Smog Levels on the Rise
Despite the United States reduction in air pollution, smog levels on the West Coast are on the rise. Bill Chappell, Smog in Western U.S. Starts Out as Pollution in Asia, Researchers Say, www.npr.org (Mar. 3, 2017). Researchers have discovered that the growing levels of smog are a result of pollution that has drifted over the Pacific Ocean from Asia. Id. This finding has sparked the need for a global perspective on preserving air quality. Id.

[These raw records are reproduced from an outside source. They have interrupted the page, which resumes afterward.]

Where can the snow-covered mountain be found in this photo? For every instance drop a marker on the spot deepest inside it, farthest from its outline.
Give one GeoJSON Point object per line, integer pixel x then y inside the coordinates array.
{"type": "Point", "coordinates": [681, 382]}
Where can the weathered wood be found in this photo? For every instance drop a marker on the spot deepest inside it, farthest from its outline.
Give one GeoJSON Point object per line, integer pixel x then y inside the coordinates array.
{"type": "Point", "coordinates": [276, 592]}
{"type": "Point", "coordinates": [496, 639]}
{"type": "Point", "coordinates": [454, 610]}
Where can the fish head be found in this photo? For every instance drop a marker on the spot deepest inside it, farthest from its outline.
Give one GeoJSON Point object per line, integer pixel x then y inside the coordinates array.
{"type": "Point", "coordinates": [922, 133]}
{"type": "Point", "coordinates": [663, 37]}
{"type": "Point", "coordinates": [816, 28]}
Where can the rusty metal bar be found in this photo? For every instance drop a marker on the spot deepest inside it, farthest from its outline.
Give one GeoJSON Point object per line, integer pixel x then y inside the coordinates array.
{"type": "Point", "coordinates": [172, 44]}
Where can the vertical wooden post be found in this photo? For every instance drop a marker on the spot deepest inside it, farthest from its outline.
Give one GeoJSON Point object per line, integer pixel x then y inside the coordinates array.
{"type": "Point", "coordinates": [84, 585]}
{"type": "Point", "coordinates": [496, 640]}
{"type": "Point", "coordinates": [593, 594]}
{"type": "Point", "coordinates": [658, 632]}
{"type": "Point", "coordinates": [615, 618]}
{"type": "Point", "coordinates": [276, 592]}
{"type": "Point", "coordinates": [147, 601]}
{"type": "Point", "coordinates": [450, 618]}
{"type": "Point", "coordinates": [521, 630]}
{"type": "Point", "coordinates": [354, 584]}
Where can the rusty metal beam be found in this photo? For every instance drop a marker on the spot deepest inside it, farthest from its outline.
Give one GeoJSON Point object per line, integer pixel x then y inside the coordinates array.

Air pollution from Asia, mainly China and India, is the cause of as much as 65% of the increase in ozone on the West Coast. Id. One of the reasons for the increase is because the emissions of nitrogen oxides have tripled in the past 27 years in Asian countries. Id. Nitrogen oxide, when exposed to sunlight, breaks down and produces ozone, the key component of smog. Id. The United States have cut nitrogen oxide emissions by 50%, but due to circulating air currents the emission cuts haven’t produced much good. Id.
High levels of ground-level ozone can cause adverse impacts for people, animals, and crops. Id. It can aggravate asthma and damage lung cells, making it difficult to breathe. Id. Due to these harmful impacts some scientists believe that a strategy incorporating a global perspective is needed when meeting air quality objectives. Id.